A family friend, however, was willing to let them use his farm as a prototype. They collaborated with him to find ways to adapt the hydroponics techniques they’d tried to best work with his farm. They tried digging holes, they tried raising the sides with bricks. They built a tent around the hydroponics system to keep it contained. After some more trial and error, all they could do was wait to see whether it worked.

It was winter in Zimbabwe. Using traditional methods, it would normally take as long as eight to ten weeks for seedlings to grow. Ndlovu’s hydroponic seedlings grew in around five weeks. “[It] really grew,” said Ndlovu. “It went really well, way better than we expected it to.”

Seedlings transplanted from hydroponics system
photo by Likhwa Ndlovu and Mphatso Simbao

Ndlovu and Simbao told the farmer to bring other farmers to see the results. “Farmers, they’re really product-based,” said Ndlovu. “They like to see an output they can invest in.”

They came from all around. Soon, Ndlovu was driving from farm to farm, showing other farmers the method with two of his close friends from home (Simbao went home to work on his own project). As he got more experience, he was able to work with three farms per day with a system of 200 seedlings each, usually planting seeds for leafy vegetables. Farmers began wanting more. They began asking for 1,000 seedlings; one man asked for 2,000. In the end, Ndlovu started a company selling hydroponic seedlings after his project was done, with the help of his two home friends.

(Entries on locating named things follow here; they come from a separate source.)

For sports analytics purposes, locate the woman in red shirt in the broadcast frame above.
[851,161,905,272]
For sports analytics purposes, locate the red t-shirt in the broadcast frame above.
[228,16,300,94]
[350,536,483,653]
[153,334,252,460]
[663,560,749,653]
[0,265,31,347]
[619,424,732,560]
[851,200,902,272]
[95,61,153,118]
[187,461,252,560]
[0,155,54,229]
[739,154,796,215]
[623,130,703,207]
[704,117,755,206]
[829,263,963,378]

The overall experience was also a profound one for Ndlovu. “The real thing I enjoyed was being appreciated in my community,” he said. “Feeling like I’m actually, tangibly giving back. … People were like ‘Wow, your mom must be so proud of you.’ They were like, ‘You’re definitely your grandfather’s child.’”

As he thought more about it, Ndlovu’s usual eloquence disappeared for a moment. He paused.

“Yeah,” he said. “It was really good to hear.”


Likhwa Ndlovu ’21 is a Macalester Davis United World College Scholar.